Over the past few weeks I’ve been writing down some memories. It has been a fun process of just thinking about the past and recording some significant events and moments. While I’ll probably post them mostly on weekends, I thought it would be fun to post this one today. I see this as a testament to God’s grace in my life that so much as changed.
It is the worst day of my life. Today I will have to stand before my classmates and deliver a speech. I am shy—almost unbearably shy. I never, ever raise my hand in class to answer questions. When the teacher’s eyes roam the room looking for a person who can answer a question, I cringe and hide behind the person ahead of me, doing anything, anything, to avoid eye contact. When I know my turn is coming, I almost panic, sweat beading on my forehead and my face blushing crimson. And today I will be called upon to stand in front of my classmates and a panel of parents to give a speech. It’s almost more than I can bear.
I know my speech is good. I’ve chosen to discuss and to refute evolution, rather a safe topic in a Christian school. My mother pitched in to help me gather and organize my material and I am confident that the content is as good as anyone’s in the class. We’ve even consulted Nancy and Rick Pearcey, our good friends who are well-versed on the subject. I’ve got funny illustrations about millions of monkeys banging away at millions of typewriters; I’ve got fascinating facts about the absurdities of evolution and the truths of Scripture. I have memorized the speech so I will not be dependent upon my notes. If I can just deliver the content well, I am convinced that I am likely to win the competition (a mixed blessing, to be sure, since this would then earn me the dubious privilege of competing against the best of the other local Christian schools).

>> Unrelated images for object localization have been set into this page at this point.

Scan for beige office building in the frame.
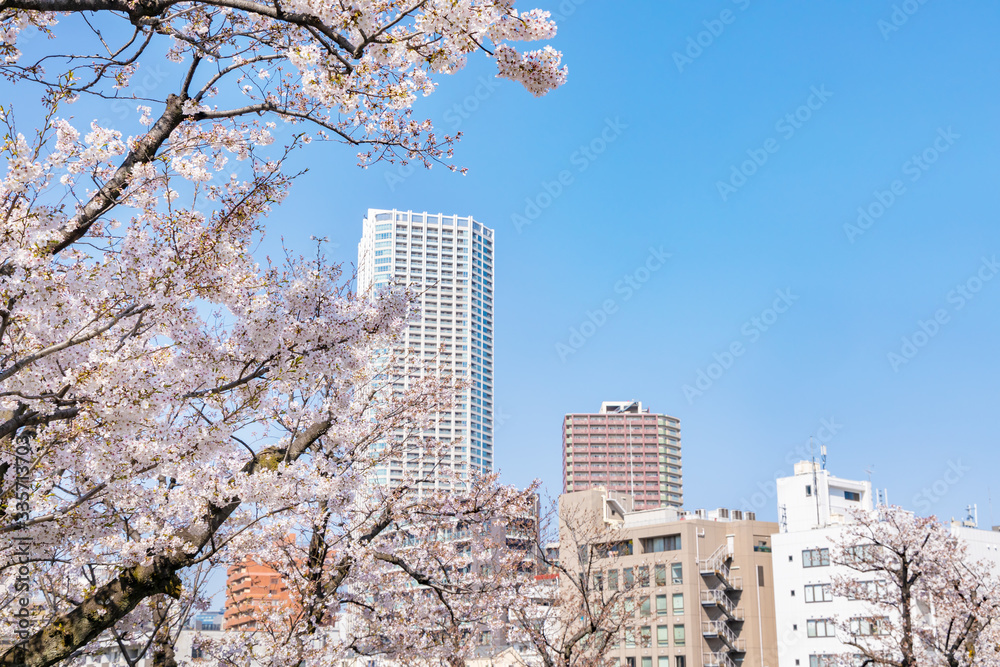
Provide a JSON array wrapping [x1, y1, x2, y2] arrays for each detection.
[[560, 488, 780, 667]]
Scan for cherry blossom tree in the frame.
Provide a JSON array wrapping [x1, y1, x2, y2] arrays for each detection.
[[505, 497, 639, 667], [0, 1, 566, 665], [830, 505, 1000, 667]]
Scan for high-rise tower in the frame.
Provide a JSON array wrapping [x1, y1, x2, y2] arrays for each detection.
[[357, 209, 495, 489], [562, 401, 682, 509]]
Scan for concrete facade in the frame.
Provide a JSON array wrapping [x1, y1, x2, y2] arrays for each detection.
[[357, 209, 495, 489], [771, 461, 1000, 667], [560, 488, 779, 667], [563, 402, 682, 510]]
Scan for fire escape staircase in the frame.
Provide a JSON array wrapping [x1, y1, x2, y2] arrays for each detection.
[[699, 543, 746, 656], [700, 588, 744, 622], [698, 544, 742, 591], [702, 652, 739, 667]]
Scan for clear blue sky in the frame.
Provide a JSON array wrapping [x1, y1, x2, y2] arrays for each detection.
[[24, 2, 1000, 527], [272, 2, 1000, 525]]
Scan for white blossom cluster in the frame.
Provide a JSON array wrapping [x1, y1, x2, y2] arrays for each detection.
[[0, 0, 565, 663]]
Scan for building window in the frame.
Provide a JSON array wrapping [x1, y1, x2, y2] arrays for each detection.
[[608, 569, 618, 591], [805, 485, 812, 496], [671, 563, 683, 584], [672, 593, 684, 615], [675, 656, 686, 667], [640, 597, 651, 617], [625, 628, 636, 648], [626, 658, 636, 667], [657, 625, 669, 647], [673, 624, 685, 646], [809, 656, 836, 667], [850, 617, 890, 636], [848, 579, 888, 600], [641, 658, 652, 667], [805, 584, 833, 603], [639, 566, 650, 587], [594, 573, 603, 591], [656, 594, 668, 615], [845, 491, 861, 501], [595, 540, 633, 558], [806, 619, 835, 638], [802, 548, 830, 568], [640, 626, 652, 648], [843, 544, 877, 565], [642, 535, 681, 553], [658, 657, 670, 667], [624, 568, 634, 587], [655, 563, 667, 586]]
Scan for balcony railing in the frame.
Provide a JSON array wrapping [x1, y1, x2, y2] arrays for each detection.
[[703, 651, 738, 667], [699, 544, 742, 591], [700, 588, 744, 621], [702, 621, 744, 652]]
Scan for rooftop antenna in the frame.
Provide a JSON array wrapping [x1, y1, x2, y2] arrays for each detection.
[[810, 437, 821, 527], [779, 504, 788, 533], [966, 504, 978, 528], [821, 444, 827, 470], [617, 401, 639, 500]]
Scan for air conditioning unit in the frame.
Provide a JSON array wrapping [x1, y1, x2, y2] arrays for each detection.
[[732, 510, 744, 520], [717, 508, 730, 519], [694, 509, 706, 519], [746, 511, 756, 521]]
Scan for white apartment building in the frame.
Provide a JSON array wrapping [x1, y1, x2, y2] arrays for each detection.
[[771, 462, 1000, 667], [770, 462, 873, 667], [357, 209, 495, 489]]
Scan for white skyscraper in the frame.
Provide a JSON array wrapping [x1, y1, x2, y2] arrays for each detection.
[[357, 208, 495, 489]]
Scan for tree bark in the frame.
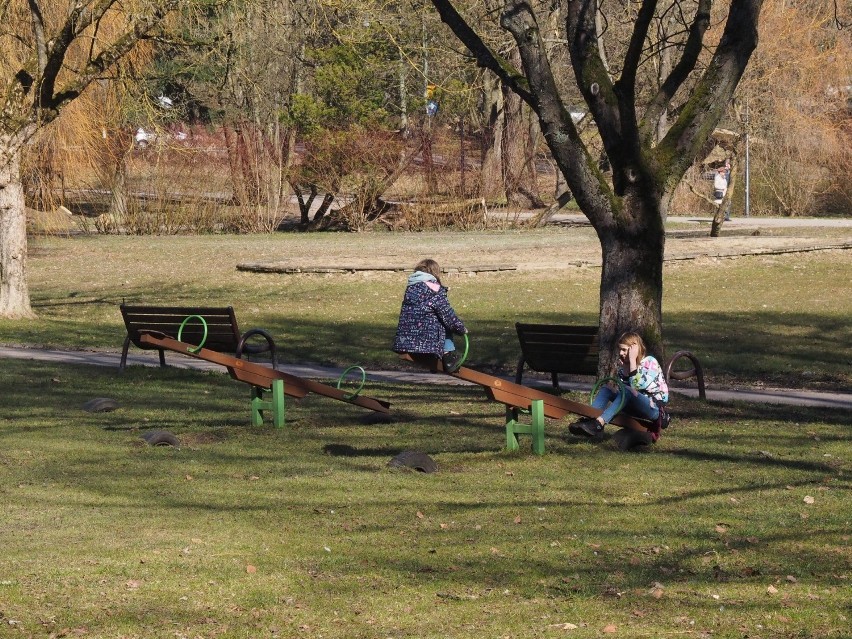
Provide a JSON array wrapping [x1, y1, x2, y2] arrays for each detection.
[[480, 72, 504, 201], [0, 140, 35, 318], [598, 203, 665, 366], [501, 59, 542, 209]]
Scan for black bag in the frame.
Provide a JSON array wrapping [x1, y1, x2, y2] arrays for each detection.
[[657, 403, 671, 430]]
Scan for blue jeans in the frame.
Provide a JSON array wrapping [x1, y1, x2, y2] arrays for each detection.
[[592, 384, 659, 425]]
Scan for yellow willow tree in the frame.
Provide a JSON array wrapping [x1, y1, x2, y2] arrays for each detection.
[[0, 0, 179, 319]]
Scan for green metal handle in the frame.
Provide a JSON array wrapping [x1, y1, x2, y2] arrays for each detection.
[[590, 376, 627, 414], [336, 365, 366, 399], [456, 333, 470, 368], [177, 315, 208, 354]]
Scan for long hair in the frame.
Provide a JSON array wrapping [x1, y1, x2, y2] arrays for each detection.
[[414, 258, 442, 284], [618, 332, 647, 361]]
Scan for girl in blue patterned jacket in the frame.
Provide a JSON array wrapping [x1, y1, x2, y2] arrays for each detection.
[[571, 331, 669, 440], [392, 259, 467, 372]]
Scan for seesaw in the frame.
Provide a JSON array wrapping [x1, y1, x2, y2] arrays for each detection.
[[401, 336, 650, 455], [139, 331, 390, 427]]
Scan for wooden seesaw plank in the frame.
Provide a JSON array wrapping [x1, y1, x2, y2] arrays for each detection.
[[139, 332, 391, 414], [400, 353, 647, 431]]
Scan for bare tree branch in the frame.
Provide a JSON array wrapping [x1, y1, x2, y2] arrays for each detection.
[[640, 0, 711, 146], [429, 0, 535, 104], [26, 0, 47, 75], [42, 1, 179, 117], [655, 0, 761, 183]]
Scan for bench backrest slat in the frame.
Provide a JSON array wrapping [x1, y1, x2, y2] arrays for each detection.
[[121, 304, 240, 351], [515, 323, 599, 376]]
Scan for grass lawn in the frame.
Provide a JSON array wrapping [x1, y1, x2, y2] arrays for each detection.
[[0, 227, 850, 637], [0, 358, 849, 638]]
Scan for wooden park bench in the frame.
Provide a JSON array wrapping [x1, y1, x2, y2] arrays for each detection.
[[119, 304, 276, 370], [514, 323, 599, 391]]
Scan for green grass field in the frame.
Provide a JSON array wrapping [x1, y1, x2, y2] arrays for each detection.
[[0, 228, 850, 637], [0, 359, 848, 638]]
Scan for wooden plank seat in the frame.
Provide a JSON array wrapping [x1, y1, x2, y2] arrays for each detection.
[[119, 304, 276, 370], [515, 323, 599, 391]]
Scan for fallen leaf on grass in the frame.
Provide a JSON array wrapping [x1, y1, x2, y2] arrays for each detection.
[[547, 622, 578, 630], [416, 511, 424, 519], [603, 624, 617, 633], [246, 565, 257, 574], [767, 585, 778, 594], [715, 524, 728, 534], [514, 515, 522, 524], [803, 495, 815, 504], [125, 580, 140, 589]]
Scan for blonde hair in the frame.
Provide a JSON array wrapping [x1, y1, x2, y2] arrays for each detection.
[[414, 258, 442, 284], [618, 332, 647, 361]]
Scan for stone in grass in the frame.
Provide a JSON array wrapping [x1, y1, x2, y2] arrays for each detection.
[[140, 430, 180, 447], [82, 397, 120, 413], [388, 450, 438, 473]]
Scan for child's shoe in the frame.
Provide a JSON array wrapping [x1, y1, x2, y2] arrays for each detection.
[[568, 419, 588, 437], [569, 418, 604, 441], [441, 351, 462, 373], [577, 418, 605, 441]]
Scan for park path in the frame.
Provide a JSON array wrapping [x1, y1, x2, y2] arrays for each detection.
[[1, 344, 849, 411]]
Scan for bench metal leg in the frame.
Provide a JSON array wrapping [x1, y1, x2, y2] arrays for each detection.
[[250, 380, 285, 428], [505, 399, 545, 455], [119, 336, 131, 371]]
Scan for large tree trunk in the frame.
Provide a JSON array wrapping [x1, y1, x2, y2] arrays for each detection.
[[598, 209, 665, 368], [0, 141, 35, 318]]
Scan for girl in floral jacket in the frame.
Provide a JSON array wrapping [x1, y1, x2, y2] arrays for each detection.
[[392, 259, 467, 372], [570, 331, 669, 440]]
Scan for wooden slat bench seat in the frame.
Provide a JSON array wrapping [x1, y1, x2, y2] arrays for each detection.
[[119, 304, 276, 370], [515, 323, 599, 391]]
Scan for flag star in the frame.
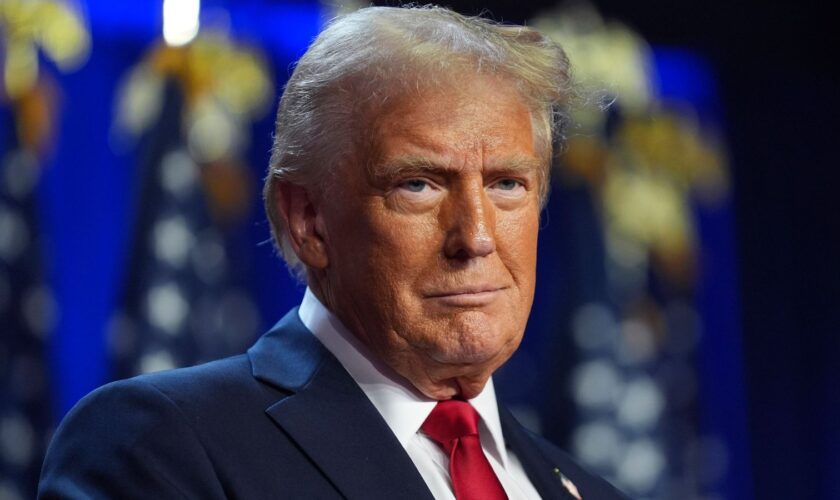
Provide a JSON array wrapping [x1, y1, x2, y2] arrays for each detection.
[[0, 206, 30, 262], [0, 414, 34, 467], [152, 215, 195, 268], [146, 282, 189, 335], [160, 149, 198, 198], [139, 350, 177, 374]]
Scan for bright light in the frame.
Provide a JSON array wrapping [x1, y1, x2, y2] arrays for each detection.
[[163, 0, 200, 46]]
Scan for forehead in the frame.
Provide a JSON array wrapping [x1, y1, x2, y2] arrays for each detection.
[[364, 75, 543, 171]]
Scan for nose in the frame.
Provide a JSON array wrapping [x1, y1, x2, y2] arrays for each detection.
[[443, 183, 496, 260]]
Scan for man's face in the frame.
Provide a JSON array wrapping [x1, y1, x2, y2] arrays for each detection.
[[314, 75, 543, 400]]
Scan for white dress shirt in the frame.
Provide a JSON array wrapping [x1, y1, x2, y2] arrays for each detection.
[[298, 288, 542, 500]]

I watch as a couple of classmates deliver their speeches with mixed results. Some are disorganized while others have clearly neglected preparation. A couple stumble for words and repeat their speeches in voices that are only barely audible. My heart beats faster as I realize that we are closer and closer to my time. Finally my name is called and I slip to the front of the class, my eyes firmly fixed on the carpet. I reach the front and look out at the rows of desks, and behind them, the panel of judges. My heart rate increases. I don’t know if I can do this.
“Teachers, judges and classmates…” With my heart in my throat I begin my speech, stumbling a little at first but soon speaking a little more smoothly. I may have expected that it would get easier as I go, that I would stop noticing all of those eyes staring back at me. But it does not get any easier. Finally, finally, after what seems like hours, I make it to the end of my speech. I glance at the clock. Uh oh. When I timed my speech at home it had come in at around fifteen minutes; yet only five minutes have passed since I began. And already I am finished. Lots of people are smiling; a few are laughing. The Principal makes a crack that I do not hear and everyone laughs. I sit down, mortified, as one of my classmates says something about the “Micro Machine Man.”
My speech, my wonderful speech, is an absolute ruin. Because the content was sound, I still manage to pull of an acceptable mark. But the judges later tell me that if only I had slowed down and given the speech in an intelligible voice, I would have been a finalist. I would have had a good chance of winning.
I realize that day that I am not cut out for public speaking. It reaffirms that I will not answer questions in class and that I’ll continue to be the back-row guy that no one notices. I do not stand before a crowd or give another speech for fifteen years.